Capovolgo la questione. Dovremmo chiederci se è giusto che un ginecologo non obiettore oggi si debba trovare nella condizione di fare solo aborti perché nel suo ospedale è da solo nella sua scelta di applicare quanto previsto dalla legge 194. Penso di no. Come penso che le rassicurazioni statistiche di Lorenzin, “gli aborti calano e quindi i non obiettori sono sufficienti”, non tengano se prendiamo in esame le singole realtà, dove magari di non obiettore non ce n’è neanche uno!  Il problema va affrontato.
 
Come ha fatto il Lazio?
Scelta forte ma giustificata dalla necessità e dall’obbligo, non dimentichiamolo, di applicare una legge nazionale che prevede il diritto della donna a scegliere di se stessa. Anche nella maternità. E forse il problema oggi è ancora qui: a molti dà ancora fastidio che siano le donne a scegliere del proprio corpo. Vediamo cosa sta succedendo in America con Trump, dopo l’Obamacare il prossimo obiettivo è cancellare il diritto all’aborto. Soffia un brutto vento da quelle parti e gli spifferi arrivano anche da noi!
 
Un’ultima questione. I ticket: cosa ne pensa dell’idea di Lorenzin di una loro possibile cancellazione?

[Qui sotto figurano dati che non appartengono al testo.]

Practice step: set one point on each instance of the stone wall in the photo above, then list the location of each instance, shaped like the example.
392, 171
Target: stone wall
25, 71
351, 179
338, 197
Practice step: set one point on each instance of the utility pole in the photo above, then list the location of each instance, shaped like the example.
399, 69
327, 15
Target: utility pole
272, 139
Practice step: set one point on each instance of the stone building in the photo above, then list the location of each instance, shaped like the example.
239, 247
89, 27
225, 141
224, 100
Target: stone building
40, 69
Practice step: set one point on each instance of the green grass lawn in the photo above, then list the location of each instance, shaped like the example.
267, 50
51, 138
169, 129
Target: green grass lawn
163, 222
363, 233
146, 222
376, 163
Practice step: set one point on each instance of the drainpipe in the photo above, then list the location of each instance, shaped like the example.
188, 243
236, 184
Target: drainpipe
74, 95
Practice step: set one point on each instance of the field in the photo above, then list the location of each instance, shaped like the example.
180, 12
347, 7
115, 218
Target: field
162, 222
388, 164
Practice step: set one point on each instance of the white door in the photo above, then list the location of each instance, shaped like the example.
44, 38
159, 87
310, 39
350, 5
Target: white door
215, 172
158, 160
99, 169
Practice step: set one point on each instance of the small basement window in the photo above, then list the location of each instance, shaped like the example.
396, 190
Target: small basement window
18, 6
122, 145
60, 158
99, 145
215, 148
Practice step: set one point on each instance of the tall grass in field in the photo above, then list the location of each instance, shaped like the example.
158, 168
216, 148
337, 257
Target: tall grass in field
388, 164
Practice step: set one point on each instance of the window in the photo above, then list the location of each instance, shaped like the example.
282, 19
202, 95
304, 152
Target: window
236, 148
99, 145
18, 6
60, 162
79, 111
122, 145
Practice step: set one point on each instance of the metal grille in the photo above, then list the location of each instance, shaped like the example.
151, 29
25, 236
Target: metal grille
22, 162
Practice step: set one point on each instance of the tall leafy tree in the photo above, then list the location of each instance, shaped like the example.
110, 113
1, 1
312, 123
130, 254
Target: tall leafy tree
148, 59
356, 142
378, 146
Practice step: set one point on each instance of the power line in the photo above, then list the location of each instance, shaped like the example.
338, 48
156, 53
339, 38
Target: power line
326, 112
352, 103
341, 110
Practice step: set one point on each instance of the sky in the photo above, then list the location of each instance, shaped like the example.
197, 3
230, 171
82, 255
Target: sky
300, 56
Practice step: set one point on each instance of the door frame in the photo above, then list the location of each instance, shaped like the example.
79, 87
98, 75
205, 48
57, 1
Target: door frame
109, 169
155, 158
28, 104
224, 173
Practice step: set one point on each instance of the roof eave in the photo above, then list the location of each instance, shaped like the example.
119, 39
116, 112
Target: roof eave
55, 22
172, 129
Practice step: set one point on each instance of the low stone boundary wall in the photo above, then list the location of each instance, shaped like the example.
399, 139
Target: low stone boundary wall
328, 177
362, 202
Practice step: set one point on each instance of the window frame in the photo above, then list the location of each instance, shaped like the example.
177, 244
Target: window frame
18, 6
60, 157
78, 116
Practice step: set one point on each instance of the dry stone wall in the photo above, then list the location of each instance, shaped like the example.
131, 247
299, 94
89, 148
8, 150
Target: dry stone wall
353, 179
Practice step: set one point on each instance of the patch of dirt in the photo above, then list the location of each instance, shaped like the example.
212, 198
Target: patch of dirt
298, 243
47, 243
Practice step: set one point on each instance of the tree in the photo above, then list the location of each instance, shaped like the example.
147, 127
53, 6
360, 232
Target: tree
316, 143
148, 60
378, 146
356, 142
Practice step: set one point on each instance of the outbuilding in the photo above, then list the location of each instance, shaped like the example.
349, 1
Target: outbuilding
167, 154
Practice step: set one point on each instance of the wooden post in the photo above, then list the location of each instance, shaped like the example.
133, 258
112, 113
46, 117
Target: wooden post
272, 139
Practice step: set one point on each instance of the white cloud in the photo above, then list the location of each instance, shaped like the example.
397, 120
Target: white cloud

Come dire di no. La sanità in teoria è già finanziata dai cittadini con la fiscalità generale, perché far pagare quella che è diventata quasi sempre solo un’odiosa tassa sulla malattia? Ma il punto è come farlo. Ci sono le risorse? E soprattutto siamo sicuri che le Regioni siano pronte a gestire la cosa? Non vorrei che, ammesso che si trovino le risorse per farlo, quei soldi in più non siano alla fine utilizzati per coprire i mancati incassi del ticket ma per fare altre cose. Con Regioni che vanno in una direzione e altre in tutt’altra. Il vero grande problema del ticket oggi sta infatti proprio lì, nella totale difformità di applicazione della compartecipazione. Penso che la cosa da fare sia dare seguito a quanto previsto nel Patto per la Salute del 2014 che prevedeva una profonda revisione del sistema, a partire dalle esenzioni. Sono passati tre anni e non si è fatto nulla, ora leggiamo che Governo e Regioni hanno deciso di riprendere in mano la cosa. Voglio essere fiduciosa che la quadra si possa trovare. Ma attenti a non fare propaganda elettorale su un tema così delicato senza avere carte certe da giocare.